As projects at VORtech usually build on existing codes and are limited by budget constraints, the developers mostly have to make the best of what is already there.  Bas thought it would be nice to be involved in a new piece of software and build it properly right from the start. So a sabbatical would be a perfect opportunity. He contacted Vivi Rottschäfer, associate professor at Leiden University (and full professor at the University of Amsterdam) to see if something like that could be arranged in her group. Professor Rottschäfer immediately made the connection to the work of Beatrice and arranged a position for Bas for one day per week to develop the software. Bas could start right away even as Beatrice was still working, as there was already a basis in the work of PhD-candidate Esmee Vendel. 

This assignment allowed Bas to make the best software that he could with all his years of experience.
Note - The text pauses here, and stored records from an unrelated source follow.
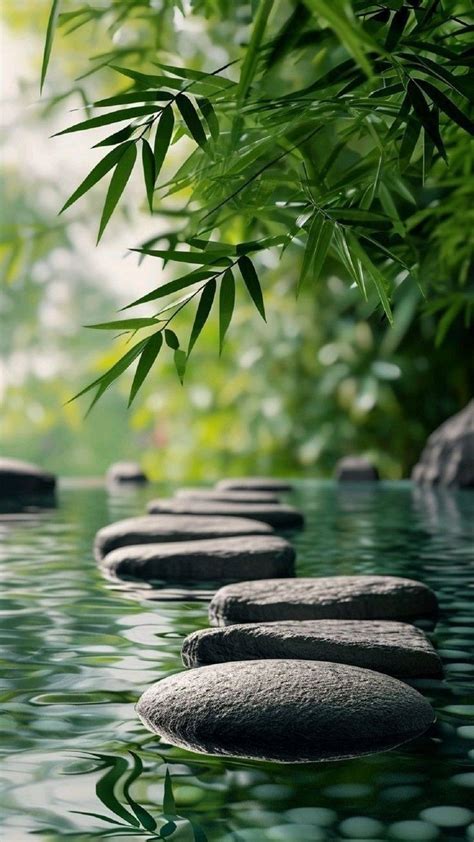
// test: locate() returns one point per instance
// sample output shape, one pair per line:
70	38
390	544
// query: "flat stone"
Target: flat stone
23	479
278	516
389	647
126	472
356	469
448	458
325	598
282	710
247	556
254	484
226	496
152	529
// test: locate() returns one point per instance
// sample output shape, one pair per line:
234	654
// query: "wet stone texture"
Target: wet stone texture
389	647
152	529
282	710
332	598
278	516
218	558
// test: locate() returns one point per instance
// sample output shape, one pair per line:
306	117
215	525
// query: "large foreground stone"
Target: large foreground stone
253	484
448	458
290	711
278	516
356	469
23	479
160	528
248	556
226	496
389	647
329	598
126	472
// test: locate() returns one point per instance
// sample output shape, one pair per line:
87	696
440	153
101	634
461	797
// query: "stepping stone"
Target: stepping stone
326	598
225	496
248	556
126	472
23	479
278	516
356	469
253	484
165	528
389	647
289	711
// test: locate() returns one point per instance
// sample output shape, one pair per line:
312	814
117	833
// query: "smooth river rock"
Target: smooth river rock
288	711
325	598
152	529
226	496
126	472
254	484
448	458
356	469
389	647
23	479
247	556
278	516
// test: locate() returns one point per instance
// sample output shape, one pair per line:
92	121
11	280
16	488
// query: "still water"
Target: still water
78	650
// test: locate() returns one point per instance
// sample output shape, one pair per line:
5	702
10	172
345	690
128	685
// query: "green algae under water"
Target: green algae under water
79	649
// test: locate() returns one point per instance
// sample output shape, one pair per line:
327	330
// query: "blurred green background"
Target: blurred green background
326	376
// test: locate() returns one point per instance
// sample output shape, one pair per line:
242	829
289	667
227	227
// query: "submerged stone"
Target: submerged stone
278	516
153	529
254	484
23	479
448	458
356	469
126	472
325	598
250	556
287	711
390	647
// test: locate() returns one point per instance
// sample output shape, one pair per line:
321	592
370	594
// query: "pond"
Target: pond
79	649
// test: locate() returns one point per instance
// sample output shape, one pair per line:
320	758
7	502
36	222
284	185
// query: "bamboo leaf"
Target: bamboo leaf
226	305
147	358
164	132
50	31
190	117
102	168
252	283
117	185
148	162
204	308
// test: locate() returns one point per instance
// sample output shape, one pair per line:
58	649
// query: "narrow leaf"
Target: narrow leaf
117	184
147	358
204	308
50	30
252	283
148	162
163	136
226	305
190	117
102	168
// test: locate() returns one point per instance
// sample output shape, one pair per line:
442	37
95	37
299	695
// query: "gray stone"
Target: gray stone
278	516
153	529
247	556
389	647
254	484
23	479
226	496
287	711
448	458
326	598
126	472
356	469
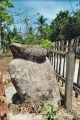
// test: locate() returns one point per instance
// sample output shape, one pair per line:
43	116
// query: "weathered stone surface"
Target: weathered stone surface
34	81
32	53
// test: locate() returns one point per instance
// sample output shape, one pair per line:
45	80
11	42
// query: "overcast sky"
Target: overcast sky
47	8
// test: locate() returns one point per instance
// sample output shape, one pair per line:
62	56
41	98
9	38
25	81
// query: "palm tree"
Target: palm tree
41	24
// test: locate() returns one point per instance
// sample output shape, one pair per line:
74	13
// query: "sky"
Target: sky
47	8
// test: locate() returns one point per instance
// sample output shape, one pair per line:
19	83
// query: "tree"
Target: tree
5	18
41	24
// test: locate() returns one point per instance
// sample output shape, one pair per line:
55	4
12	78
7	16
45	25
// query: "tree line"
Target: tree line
65	26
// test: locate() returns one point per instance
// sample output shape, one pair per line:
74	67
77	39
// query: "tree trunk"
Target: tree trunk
0	37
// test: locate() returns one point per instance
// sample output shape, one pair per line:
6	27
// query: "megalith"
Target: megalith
32	74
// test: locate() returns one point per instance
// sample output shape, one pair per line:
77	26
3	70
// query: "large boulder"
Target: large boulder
32	74
31	53
34	81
And he surely needed this experience as the model is extremely complex. There are cells that are modelled as points (0 dimensions), blood vessels that are modelled as lines (1 dimension) and fluids around the vessels that are modelled in three dimensions. The transport through the walls of the blood vessels is nonlinear, which requires a careful design of the numerical method. 

Managing complexity

According to Bas: “When you turn such a complex model into software, you must start with a very good design. Otherwise, you will soon get stuck in the complexity and the software becomes very hard to extend or debug.” For this reason, Bas constructed the software from elementary building blocks, each with a well-defined functionality, that are coupled in ever larger combinations. “This has the additional benefit that these building blocks can, in principle, also be used for other, similar applications,” says Bas. 

Next to these building blocks, Bas developed all sorts of useful functionality that is more generally useful. This included, for example, a test framework to compare images, functionality to couple C++-code to Python code in a better way than Boost, and functionality for timing of the computations.  

Bas really enjoyed the collaboration with Beatrice. As Bas says: “She could clearly explain to me what had to be programmed. And she could spot errors in the code as she noticed outcomes that she wouldn’t have expected. I could never have seen that myself.” 

A strong foundation

Both the mathematical work and the software are not finished. The research raises new ideas and new questions. The researchers can now extend the software themselves, based on the strong foundation that Bas created. Still, professor Rottschäfer has her reservations: “Building good software should be left to professionals. Researchers can surely do some programming, but they do not have the knowledge and experience to design it properly and make it extendable and reliable. And it’s certainly not the best use of their talents.”